2. Squamous cell carcinoma (SCC).  These are usually slow-growing, and they usually don’t metastasize, but they can.  The big problem with SCCs is that they often grow along nerves in a way that is almost undetectable.  So the true extent of the tumor can be much larger than it seems.  When advanced, these tumors can sneak back into the eye socket and then back into the brain in an almost undetectable manner.  They can grow rapidly in people who have weak immune systems, for example, those on powerful medications prescribed to prevent organ transplant rejections.  However, when the tumors are small, in the central eyelid, and promptly dealt with, the cure rate is still quite good.

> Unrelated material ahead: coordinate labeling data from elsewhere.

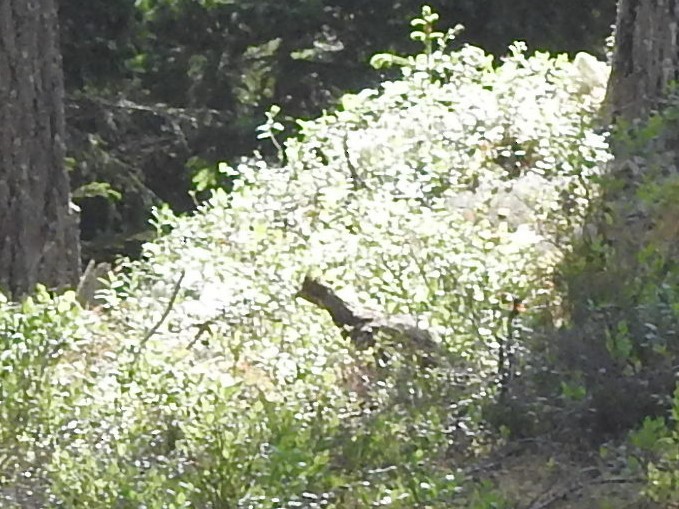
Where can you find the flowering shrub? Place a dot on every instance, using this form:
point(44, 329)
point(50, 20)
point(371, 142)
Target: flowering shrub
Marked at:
point(438, 195)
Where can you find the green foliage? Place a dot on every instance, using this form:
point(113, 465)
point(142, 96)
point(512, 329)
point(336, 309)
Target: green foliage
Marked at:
point(441, 195)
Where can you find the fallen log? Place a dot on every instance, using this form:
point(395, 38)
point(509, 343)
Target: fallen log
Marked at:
point(362, 326)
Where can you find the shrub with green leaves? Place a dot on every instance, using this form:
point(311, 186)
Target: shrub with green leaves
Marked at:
point(437, 196)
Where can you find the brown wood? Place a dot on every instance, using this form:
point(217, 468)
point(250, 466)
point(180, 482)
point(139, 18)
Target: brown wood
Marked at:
point(38, 225)
point(362, 326)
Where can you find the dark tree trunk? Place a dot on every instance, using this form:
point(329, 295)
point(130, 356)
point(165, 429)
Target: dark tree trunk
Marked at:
point(646, 58)
point(38, 226)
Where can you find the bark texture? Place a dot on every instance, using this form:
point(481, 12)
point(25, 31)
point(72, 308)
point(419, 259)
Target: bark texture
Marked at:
point(362, 325)
point(646, 58)
point(38, 225)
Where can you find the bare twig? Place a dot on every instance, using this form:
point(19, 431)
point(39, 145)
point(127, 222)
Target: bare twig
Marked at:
point(156, 326)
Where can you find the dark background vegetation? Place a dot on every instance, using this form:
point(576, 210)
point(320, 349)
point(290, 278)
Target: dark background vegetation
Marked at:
point(160, 89)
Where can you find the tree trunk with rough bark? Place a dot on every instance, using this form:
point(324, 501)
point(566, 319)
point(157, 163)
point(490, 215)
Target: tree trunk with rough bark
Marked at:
point(38, 225)
point(646, 58)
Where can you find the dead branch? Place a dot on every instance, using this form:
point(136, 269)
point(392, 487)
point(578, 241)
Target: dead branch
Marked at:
point(362, 325)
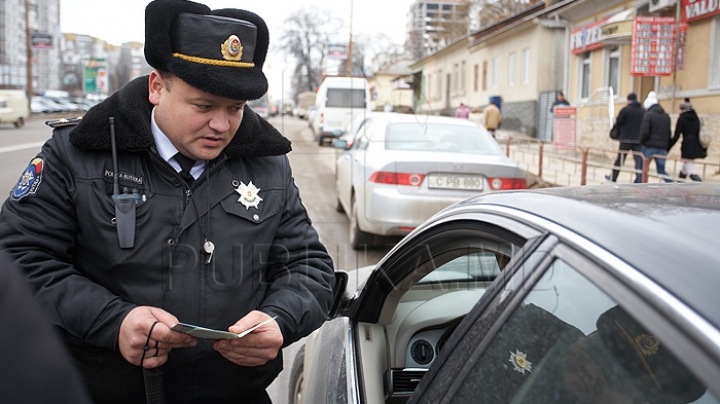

3. Sebaceous cell carcinoma.  Sebaceous cell carcinoma accounts for less than 1% of eyelid skin cancers in Caucasians, but the mortality rate is 22%.  There are three reasons that it is such a bad tumor: 1) it can look like chronic inflammation, leading to a delay in diagnosis; 2) it can grow over the entire surface of the eye in a single thin layer, undetected; and 3) it can metastasize.  The old way to deal with this tumor was just to take everything out… the eyelids, the eyeball, the superficial eye socket tissue.  And sometimes that is still the way to go.  But in some patients, chemotherapy eye drops can be used, combined with lesser surgery.  These drops (mitomycin C) are no picnic, either.

How I treat patients with these tumors

In general, after getting a biopsy confirming the diagnosis, I work in conjunction with a surgical dermatologist who uses the “Mohs” technique — they remove the tumor, leaving as much normal eyelid behind as possible.  Sometimes we are surprised by the size of the tumor, and the dermatologist might have their work cut out for them.  Afterwards, usually same day, I perform the reconstruction.  There are many ways to reconstruct certain eyelid problems, but the basic principle is that that eyelid is like a ham and cheese sandwich:  you need to reconstruct it, replacing the missing bread, ham, and cheese.  Terrible analogy, but it’s what I use: you need to replace the outer lining of the eyelid, the inner “substance” of the eyelid, and the inner lining of the eyelid.  And you can find suitable replacements for each of those tissues from many different sources.

Finally, a word about melanoma…

Melanoma is kind of different from these, in my mind.  The very superficial melanomas can be cured by surgery alone, but once they get to a certain depth, the risk of metastasis is very high.  I work with melanoma experts when I encounter patients with this type of tumor.  To top it all off, dermatologists can’t reliably use the same “Mohs” technique for melanoma, which complicates their part of the treatment.